As one of the most hands-on jobs in the process, shechita became his focus. He contacted several kosher slaughterers about serving an apprenticeship to become certified. He quickly discovered that it was an insular world. Phone call after phone call yielded nothing. Outraged that he was barred from an important Jewish rite, he persevered.
Finally he found someone — Rabbi Mitchell Serels of Magen David Sephardic Congregation in Scarsdale — willing to mentor him. He learned the proper prayers, how to sharpen a knife, how to check the blade’s integrity with his fingernail and how to calm an agitated beast. On his final exam he had to perform three straight ritual slaughters that were kosher.
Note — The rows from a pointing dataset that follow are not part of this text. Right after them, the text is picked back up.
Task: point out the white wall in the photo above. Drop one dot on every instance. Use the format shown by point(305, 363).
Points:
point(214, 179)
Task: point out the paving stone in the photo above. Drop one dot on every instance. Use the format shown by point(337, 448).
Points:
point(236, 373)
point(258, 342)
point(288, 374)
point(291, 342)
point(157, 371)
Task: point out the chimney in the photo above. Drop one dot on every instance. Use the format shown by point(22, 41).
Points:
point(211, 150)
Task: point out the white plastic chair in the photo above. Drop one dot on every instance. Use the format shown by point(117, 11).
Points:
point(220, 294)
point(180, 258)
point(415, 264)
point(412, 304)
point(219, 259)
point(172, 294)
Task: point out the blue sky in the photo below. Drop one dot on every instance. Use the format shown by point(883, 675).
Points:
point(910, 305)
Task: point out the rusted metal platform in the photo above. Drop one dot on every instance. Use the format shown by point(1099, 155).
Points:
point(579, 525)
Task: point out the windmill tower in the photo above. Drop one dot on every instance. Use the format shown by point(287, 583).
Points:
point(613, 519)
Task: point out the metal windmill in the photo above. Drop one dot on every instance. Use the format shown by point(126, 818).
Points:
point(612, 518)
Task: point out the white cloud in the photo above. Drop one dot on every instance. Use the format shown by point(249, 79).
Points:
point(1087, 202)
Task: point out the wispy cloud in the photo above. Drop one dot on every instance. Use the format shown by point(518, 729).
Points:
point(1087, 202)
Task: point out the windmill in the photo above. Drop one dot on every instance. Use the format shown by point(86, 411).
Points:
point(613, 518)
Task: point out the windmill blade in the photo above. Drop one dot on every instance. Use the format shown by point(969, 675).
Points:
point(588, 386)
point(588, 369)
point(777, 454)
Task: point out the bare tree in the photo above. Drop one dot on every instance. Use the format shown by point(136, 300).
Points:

Kastner, who lives in Riverdale with his wife and infant son, works as a shochet about eight times a year for various small farms that request his services. He declined to say how much money he earns for this work. In talking to the farmers, he likes to know beforehand if there is a plan to either give away the animals not killed properly or to sell them as non-kosher.
And he has done his part to educate his own community about eco-kosher and sustainable farming. Kastner started a community supported agriculture (CSA) program two years ago at the Hebrew Institute of Riverdale.
Today, 80 families buy their fruit and vegetables from area farmers through his CSA. “It’s a way for urban dwellers to recreate the link between consumers and local farmers,” he said.
Despite a job well done this week so others could enjoy their Thanksgiving feast, the labor still humbled him.
“It’s a transformative experience,” Kastner said, “to know where the meat comes from.”